Обсуждение: Why can't I select un-grouped columns when grouping by a (non-primary) unique key?

Поиск
Список
Период
Сортировка

Why can't I select un-grouped columns when grouping by a (non-primary) unique key?

От
Daniel Lenski
Дата:
If I include the primary key of a table in my GROUP BY clause, PG 9.3 allows me to refer to other columns of that table without explicit GROUP BY:

    CREATE TABLE A (id SERIAL PRIMARY KEY, name TEXT UNIQUE NOT NULL, document JSON);

    -- this works fine
    SELECT A.document
    FROM A
    GROUP BY A.primary_key

Why doesn't the same thing work with a non-NULL unique constraint?

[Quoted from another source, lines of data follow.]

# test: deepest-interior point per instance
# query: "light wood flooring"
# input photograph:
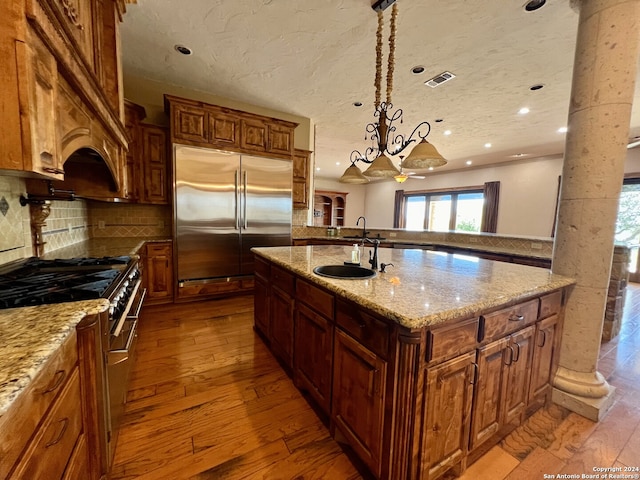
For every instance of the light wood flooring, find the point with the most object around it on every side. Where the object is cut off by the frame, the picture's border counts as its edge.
(208, 401)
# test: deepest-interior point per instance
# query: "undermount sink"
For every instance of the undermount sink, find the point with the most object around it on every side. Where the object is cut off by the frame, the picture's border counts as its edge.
(349, 272)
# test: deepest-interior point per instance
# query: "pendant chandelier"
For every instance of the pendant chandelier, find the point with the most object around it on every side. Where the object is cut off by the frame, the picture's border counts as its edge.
(385, 142)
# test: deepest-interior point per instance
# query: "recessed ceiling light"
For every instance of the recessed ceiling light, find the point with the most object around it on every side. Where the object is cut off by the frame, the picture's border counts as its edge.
(534, 5)
(183, 50)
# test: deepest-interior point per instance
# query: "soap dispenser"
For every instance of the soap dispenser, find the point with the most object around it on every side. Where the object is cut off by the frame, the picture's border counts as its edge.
(355, 254)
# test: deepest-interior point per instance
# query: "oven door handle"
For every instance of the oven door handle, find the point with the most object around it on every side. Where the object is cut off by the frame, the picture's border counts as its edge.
(119, 356)
(139, 306)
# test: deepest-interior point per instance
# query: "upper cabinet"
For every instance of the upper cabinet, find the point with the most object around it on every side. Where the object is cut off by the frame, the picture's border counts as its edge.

    -- ERROR: column "A.document" must appear in the GROUP BY clause or be used in an aggregate function
    SELECT A.document
    FROM A
    GROUP BY A.name

I got thinking about this distinction because I wrote some very ugly SQL in a few cases, to get around the lack of JSON comparison operators in PG 9.3, before I discovered that it would work if I used the PRIMARY KEY instead:

    -- this works but it's ugly
    SELECT A.document::text::json
    FROM table
    GROUP BY A.non_null_unique_key, A.document::text

The manual refers to this situation (http://www.postgresql.org/docs/9.3/static/sql-select.html#SQL-GROUPBY), but I don't understand whether there's a specific reason to distinguish primary keys from non-NULL unique constraints.

Thanks,
Dan Lenski

Re: Why can't I select un-grouped columns when grouping by a (non-primary) unique key?

От
Alberto Cabello Sánchez
Дата:
On Wed, 24 Sep 2014 09:04:21 -0700
Daniel Lenski <dlenski@gmail.com> wrote:

> If I include the primary key of a table in my GROUP BY clause, PG 9.3
> allows me to refer to other columns of that table without explicit GROUP BY:
>
> Why doesn't the same thing work with a non-NULL unique constraint?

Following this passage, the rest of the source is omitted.